400,000 more young people living in poverty than there were a decade ago - report finds
A study by the Joseph Rowntree Foundation (JRF) has found that there are 400,000 more young people living in poverty than there were a decade ago.
The foundation's annual report found that 13 million people were living in poverty after housing costs, and concluded that the next generation is facing worse life chances than their parents. According to the report, a lack of well-paid jobs and affordable homes is making it much harder for this generation to build a secure future.
Finding a job "not a way out of poverty"
Finding a job is not a reliable route out of poverty, as half of those below the poverty line live in a household with at least one adult in work, the study found.
Tom MacInnes, co-author of the report, said:
"The report shows some good news - unemployment has fallen, as has underemployment. The proportion of people in workless households is the lowest for at least 20 years.
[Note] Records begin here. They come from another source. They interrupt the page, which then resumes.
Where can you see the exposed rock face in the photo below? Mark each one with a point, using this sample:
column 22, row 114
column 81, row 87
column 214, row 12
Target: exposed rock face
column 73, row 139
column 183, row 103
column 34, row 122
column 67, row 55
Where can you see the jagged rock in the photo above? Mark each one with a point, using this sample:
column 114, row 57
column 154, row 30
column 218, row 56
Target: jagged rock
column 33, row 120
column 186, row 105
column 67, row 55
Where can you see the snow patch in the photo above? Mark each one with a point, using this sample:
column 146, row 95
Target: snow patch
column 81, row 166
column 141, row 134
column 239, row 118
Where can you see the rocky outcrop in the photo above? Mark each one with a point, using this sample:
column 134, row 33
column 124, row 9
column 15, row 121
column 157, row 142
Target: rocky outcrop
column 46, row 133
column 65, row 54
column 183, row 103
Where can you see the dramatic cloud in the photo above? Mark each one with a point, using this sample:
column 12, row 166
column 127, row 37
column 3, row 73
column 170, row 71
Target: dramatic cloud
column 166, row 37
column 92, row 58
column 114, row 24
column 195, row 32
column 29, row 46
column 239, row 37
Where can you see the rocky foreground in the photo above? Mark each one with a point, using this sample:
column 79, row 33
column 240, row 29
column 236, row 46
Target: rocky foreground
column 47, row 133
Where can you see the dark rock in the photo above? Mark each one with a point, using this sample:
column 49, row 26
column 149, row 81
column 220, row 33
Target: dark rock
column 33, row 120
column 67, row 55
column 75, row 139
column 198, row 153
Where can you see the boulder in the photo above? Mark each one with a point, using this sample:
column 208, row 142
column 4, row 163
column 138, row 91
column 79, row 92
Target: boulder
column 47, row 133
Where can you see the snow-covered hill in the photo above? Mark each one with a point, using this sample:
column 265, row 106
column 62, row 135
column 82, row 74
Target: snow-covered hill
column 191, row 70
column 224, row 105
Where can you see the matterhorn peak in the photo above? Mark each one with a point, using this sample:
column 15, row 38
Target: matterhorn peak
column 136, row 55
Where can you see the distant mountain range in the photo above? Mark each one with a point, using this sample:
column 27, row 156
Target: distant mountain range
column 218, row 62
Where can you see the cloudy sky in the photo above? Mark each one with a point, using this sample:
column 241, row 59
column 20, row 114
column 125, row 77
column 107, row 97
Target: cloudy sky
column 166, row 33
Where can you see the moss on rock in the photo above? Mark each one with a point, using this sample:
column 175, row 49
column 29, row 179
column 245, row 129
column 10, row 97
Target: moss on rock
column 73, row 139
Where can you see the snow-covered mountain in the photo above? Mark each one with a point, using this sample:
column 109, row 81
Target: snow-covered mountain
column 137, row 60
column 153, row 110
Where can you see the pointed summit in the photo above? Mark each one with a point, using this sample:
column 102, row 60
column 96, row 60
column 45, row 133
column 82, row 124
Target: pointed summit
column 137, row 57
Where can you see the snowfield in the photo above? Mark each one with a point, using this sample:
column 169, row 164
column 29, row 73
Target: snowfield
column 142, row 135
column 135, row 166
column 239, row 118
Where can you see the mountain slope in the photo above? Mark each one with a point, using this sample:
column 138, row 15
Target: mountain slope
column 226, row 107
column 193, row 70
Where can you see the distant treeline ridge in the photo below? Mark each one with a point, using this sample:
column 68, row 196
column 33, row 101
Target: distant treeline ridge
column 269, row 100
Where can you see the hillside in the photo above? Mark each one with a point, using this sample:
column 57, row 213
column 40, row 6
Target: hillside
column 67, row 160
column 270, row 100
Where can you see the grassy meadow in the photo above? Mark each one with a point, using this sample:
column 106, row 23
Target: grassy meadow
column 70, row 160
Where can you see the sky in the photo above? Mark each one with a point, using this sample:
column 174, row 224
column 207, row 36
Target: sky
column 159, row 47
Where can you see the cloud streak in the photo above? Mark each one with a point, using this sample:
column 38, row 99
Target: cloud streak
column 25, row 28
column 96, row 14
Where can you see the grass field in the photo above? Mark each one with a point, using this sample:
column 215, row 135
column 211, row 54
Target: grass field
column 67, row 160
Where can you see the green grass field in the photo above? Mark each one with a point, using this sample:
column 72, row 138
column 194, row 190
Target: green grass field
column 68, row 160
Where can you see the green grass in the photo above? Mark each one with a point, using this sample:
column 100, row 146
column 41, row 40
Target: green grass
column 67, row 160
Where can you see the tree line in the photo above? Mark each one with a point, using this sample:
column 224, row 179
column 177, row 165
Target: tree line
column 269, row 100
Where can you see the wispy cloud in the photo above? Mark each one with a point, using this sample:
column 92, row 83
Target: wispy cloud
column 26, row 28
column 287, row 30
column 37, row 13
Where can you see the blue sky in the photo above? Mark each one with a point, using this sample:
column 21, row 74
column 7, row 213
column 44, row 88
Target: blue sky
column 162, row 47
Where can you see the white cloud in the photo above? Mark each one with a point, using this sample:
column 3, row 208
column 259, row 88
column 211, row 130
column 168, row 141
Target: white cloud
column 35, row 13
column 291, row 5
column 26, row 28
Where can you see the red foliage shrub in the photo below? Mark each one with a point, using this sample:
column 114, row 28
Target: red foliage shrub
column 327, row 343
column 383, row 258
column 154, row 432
But while the labour market has been strong, the housing market is an increasing source of problems - rising homelessness, rising evictions, increasing numbers of families housed in temporary accommodation."
Whilst unemployment has fallen, the report found that young people were four times more likely to be unemployed than the working age population as a whole, and there are more young people in poverty those aged over 65.
The young "locked out of opportunities"
The head of the JRF, Julia Unwin, said that there had been fundamental shifts in the causes of poverty and the groups which are at greatest risk of falling into the poverty trap:
"The next generation is being condemned to a worse set of circumstances in which to live, work and raise a family. This year's report reveals that a large proportion of young people are being locked out of the opportunities they need to build a secure future - a secure home, a job that pays the bills and the chance to get on in life.
"The welcome fall in the number of pensioners living in poverty, thanks partly to direct action from the Government, shows that this is a problem which can be solved. We need to see the same commitment to tackling the drivers of poverty among younger people, including low pay, unaffordable housing and difficulties entering into and progressing at work. There is an important role for businesses, employers, and local leaders, who must work together if we are to eradicate poverty once and for all."
A Government spokesman said: "The truth is, the percentage of people in the UK in relative poverty is at its lowest since the mid 80s. Youth unemployment is at its lowest level since early 2006 and we know that work is the best route out of poverty.
"That's why the Government is increasing work incentives by committing to three million more apprenticeships, extending free childcare, boosting earnings through a new national living wage and ensuring people keep more of what they earn by increasing the personal allowance."
"Bluster and spin"
In response, shadow work and pensions secretary Owen Smith said:
"A job should offer everyone a route out of poverty, yet these figures show more than half of families below the poverty line have at least one adult in work. While the prospects look ever worse for young people, with 1.7 million left struggling in poverty right at the start of their adult lives.
"For all their bluster and spin, in work poverty is rocketing on this Government's watch. There are now almost seven million working families in poverty. So it is a gross insult that the Tories are planning yet more cuts to the support working families rely on like tax credits, universal credit or housing benefit."
The Government's plans to cut tax credits, including housing benefits, has recently been rejected by the House of Laws, amid concerns they could throw many more people into poverty. Peers voted 289 to 272 in favour of the Government providing "full financial redress" to those already affected by the controversial tax credit cuts.